Although Little One deals with heavy topics, the material is handled professionally. With an MA in theatre from the University of Leeds, Lee has directed theatre throughout Canada, while Peyton and Chris are the acting couple behind Grassboots Theatre who created the beautiful and moving Repatriation to the Moon this past summer.
“When you do a play like this, sometimes actors are not treated with the appropriate amount of respect in the rehearsal space,” Peyton observes. “It can be traumatic both on stage and in the rehearsal room. But for us, this has not been the case by any means. The amount of sensitivity and compassion and responsible art-making in this process has been admirable. I think that we’re very capable in presenting this story in that respect.”
“This is a play that makes you stop and think without telling you what to think,” Lee adds. “You should leave it with questions, and you should go away and talk about it with the person you came with. It gives you questions about the play, but it also asks you to ask questions about your own life.”

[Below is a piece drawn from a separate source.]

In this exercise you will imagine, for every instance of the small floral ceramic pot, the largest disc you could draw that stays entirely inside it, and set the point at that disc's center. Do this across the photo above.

“These are normal people; these are things that happen in neighbourhoods and to normal families. I think it encourages us to ask those questions — big questions without easy answers.”
A play written by one of Canada’s most celebrated modern female playwrights, Little One runs from Wednesday, October 16th to Saturday, October 19th in the main theatre at Guild Hall (364 Rogers St., Peterborough). Performances begin at 8 p.m., an additional Saturday afternoon matinee at 2 p.m.
As a one-act play that is only an hour long. PTG is presenting it at a reduced ticket price of $10, available by calling the box office at 705-745-4211 (if not open leave a message) or online at theatreguild.org.